Passa la banda? Is the marching band coming by?, is the question on everybody's lips when a religious festivity approaches in this rural corner of southern Italy. This is because the presence of the banda, sonically marking the importance of the occasion while also adding an air of celebration, is reassuring in its unchanging presence. This work was field recorded in the village of Noepoli during the Festa di Sant'Antonio on 11th June 2011.

This secluded hilltop village is one of only six Lucanian communities within the Pollino National Park, the largest protected natural area in Italy: a privileged location where sounds and traditions remain timeless.

The soundscape presents the various phases of the celebration marked by the banda: from the early morning procession and Mass being celebrated, to the climax of the botti and the tarantella dances, from the afternoon procession to the country auction where anything - from cheeses to live cattle - are sold to raise funds for the parish. Along with its loud tunes and colorful uniforms, la banda brings with it a powerful emotive charge.

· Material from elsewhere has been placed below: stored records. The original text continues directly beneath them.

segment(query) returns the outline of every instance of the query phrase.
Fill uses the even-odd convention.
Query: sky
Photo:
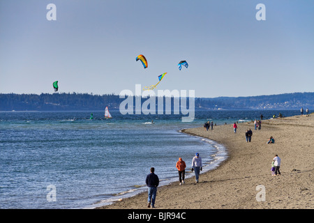
[[[313,92],[313,13],[308,0],[0,0],[0,93],[135,93],[165,72],[156,93]]]

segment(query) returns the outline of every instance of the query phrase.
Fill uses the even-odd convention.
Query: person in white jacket
[[[194,173],[195,174],[195,180],[197,183],[198,183],[200,171],[202,170],[202,158],[200,157],[200,154],[197,153],[192,160],[192,171],[194,171]]]
[[[278,156],[278,155],[276,155],[273,160],[274,162],[274,165],[275,166],[275,175],[276,176],[281,175],[281,171],[279,170],[281,164],[281,159]]]

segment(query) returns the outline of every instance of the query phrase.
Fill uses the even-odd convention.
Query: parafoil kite
[[[178,63],[179,70],[181,70],[181,66],[182,66],[182,65],[183,65],[184,66],[185,66],[186,68],[188,67],[188,63],[186,63],[186,61],[181,61]]]
[[[146,89],[145,89],[145,88],[143,88],[143,91],[146,91],[146,90],[153,90],[154,89],[156,89],[156,86],[157,86],[157,85],[158,85],[158,84],[161,82],[161,80],[163,79],[163,77],[165,77],[165,75],[167,74],[167,72],[164,72],[163,74],[162,74],[162,75],[159,75],[158,76],[158,79],[159,79],[159,82],[157,83],[157,84],[156,84],[155,85],[151,85],[150,87],[145,87],[146,88]]]
[[[145,56],[144,56],[142,54],[140,54],[136,58],[136,61],[140,60],[142,63],[143,64],[144,68],[147,68],[148,64],[147,64],[147,60],[146,59]]]
[[[53,82],[52,86],[54,86],[54,92],[58,91],[58,81]]]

Being its instruments sonically distributed to be heard by as many people as possible, tunes delivered with energy and amplified by the narrow cobbled streets, the banda highlights the passing of the Holy statue carried in procession - itself a ritual marking of public space. The combined effect calls the village to participate in the present while evoking a primordial past.

This piece is intended as a sonic ethnography of a local ritual, but it also mean to provide the listener with an immersive cultural experience through the medium of sound. It also raises the question of whether sounds with strong folkloric connotations can speak to others and can be translated emotionally for the others.

Passa la banda? was selected for Ethnographic Terminalia 2011 in Montréal, Canada and received the Culture Ireland Award the same year.

 

La Cosa Preziosa (Susanna Caprara) is a sound artist, editor and field recordist originally from the south of Italy and based in Dublin, Ireland. The pseudonym La Cosa Preziosa ("the precious thing") refers to the beauty and fragility of the natural sounds that regularly feature in her soundscapes. These have been performed both in Europe and overseas, at shows and festivals that include Ethnographic Terminalia (Montréal), Soundwaves Brighton, the International Streaming Festival (The Hague) and BEAM Festival (Brunel University). Recently curated Sound Devices: explorations in sound and literature for Rathmines Public Library / UNESCO Dublin City of Literature (2013) and completed a large scale Public Art Commission on the subject of the Irish Grand Canal (Offaly County Council/ Dept. of the Environment and Local Government, 2011). Recipient of the Europe: A Sound Panorama juried prize for soundscape art (Goethe Institut Belgrade, Deutschland Radio Kultur, ZKM Institut for Music and Acoustics Karlsruhe, Radio Belgrad, European Broadcasting Union Ars Acoustica Group), of a Culture Ireland Travel Award (2011) and of a Dublin City Council Artist Bursary for Music(2012). In addition to her sound art work, Susanna is also the founder and director of the first Artists’ Residency to open in her native Basilicata, Palazzo Rinaldi.